Metadata-Version: 2.4
Name: meeting-tui
Version: 0.1.0
Summary: A terminal-based meeting companion with live transcription and AI chat
License: MIT
Requires-Python: >=3.11
Requires-Dist: click>=8.1
Requires-Dist: faster-whisper>=1.1
Requires-Dist: google-genai>=1.0
Requires-Dist: httpx>=0.27
Requires-Dist: numpy>=1.26
Requires-Dist: onnxruntime>=1.17
Requires-Dist: openai>=1.50
Requires-Dist: python-dotenv>=1.0
Requires-Dist: rich>=13.0
Requires-Dist: silero-vad>=5.1
Requires-Dist: sounddevice>=0.5
Requires-Dist: textual>=3.0
Provides-Extra: dev
Requires-Dist: pytest-asyncio>=0.23; extra == 'dev'
Requires-Dist: pytest>=8.0; extra == 'dev'
Description-Content-Type: text/markdown

# Meeting TUI

[![CI](https://github.com/dimanngo/meeting-companion/actions/workflows/ci.yml/badge.svg)](https://github.com/dimanngo/meeting-companion/actions/workflows/ci.yml)

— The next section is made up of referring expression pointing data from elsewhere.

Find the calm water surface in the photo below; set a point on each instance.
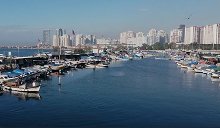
(143, 93)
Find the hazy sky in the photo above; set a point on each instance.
(24, 20)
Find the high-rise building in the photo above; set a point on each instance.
(56, 40)
(211, 34)
(61, 39)
(46, 37)
(161, 36)
(182, 32)
(65, 40)
(125, 36)
(79, 39)
(152, 36)
(192, 35)
(175, 36)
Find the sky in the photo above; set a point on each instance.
(22, 21)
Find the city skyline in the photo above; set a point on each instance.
(25, 21)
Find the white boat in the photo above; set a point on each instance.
(12, 86)
(215, 75)
(196, 70)
(5, 78)
(102, 65)
(183, 66)
(190, 68)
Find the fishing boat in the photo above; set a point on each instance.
(14, 86)
(5, 78)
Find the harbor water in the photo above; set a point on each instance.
(138, 93)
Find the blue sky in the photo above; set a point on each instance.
(24, 20)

A terminal-based meeting companion with live transcription and AI chat — all within your terminal.

```
┌─────────────────────────────────────────────────────────┐
│                    Meeting TUI                           │
│  ┌──────────────────────┐  ┌──────────────────────────┐ │
│  │  📝 Live Transcript   │  │  💬 Chat                 │ │
│  │                       │  │                          │ │
│  │  [00:01:23] We need   │  │  You: What was decided   │ │
│  │  to finalize the Q2   │  │       about the budget?  │ │
│  │  budget by Friday...  │  │                          │ │
│  │                       │  │  AI: Based on the        │ │
│  │  [00:02:05] I think   │  │      discussion at       │ │
│  │  we should allocate   │  │      00:01:23, the team  │ │
│  │  more to marketing.   │  │      needs to finalize   │ │
│  │                       │  │      the Q2 budget by    │ │
│  │                       │  │      Friday.             │ │
│  └──────────────────────┘  └──────────────────────────┘ │
│  🔴 Recording 00:02:05 │ 🎤 █████░░░ │ Words: 342 │ Segments: 12  │
└─────────────────────────────────────────────────────────┘
```

## Features

- **Live Transcription** — Captures microphone audio, detects speech with Silero VAD, and transcribes in real-time using faster-whisper
- **LLM Transcript Cleanup** — Automatically cleans up raw transcription (fixes grammar, removes filler words)
- **Interactive Chat** — Query the meeting context with AI — ask questions, request summaries, find action items
- **Multiple LLM Backends** — Ollama (local/private), OpenAI, or Google Gemini
- **Auto-save** — Markdown transcript + JSONL sidecar with timestamps, confidence scores, and raw/clean text pairs
- **Rich TUI** — Split-pane interface with live transcript, chat, and status bar with real-time audio level meter
- **Audio Diagnostics** — Live microphone level indicator and automatic warnings when no speech is detected

---

## Quick Start

### 1. Install Prerequisites

**Python 3.11+** is required.

**CI-verified runtime matrix:** macOS + Linux against the minimal supported Python version.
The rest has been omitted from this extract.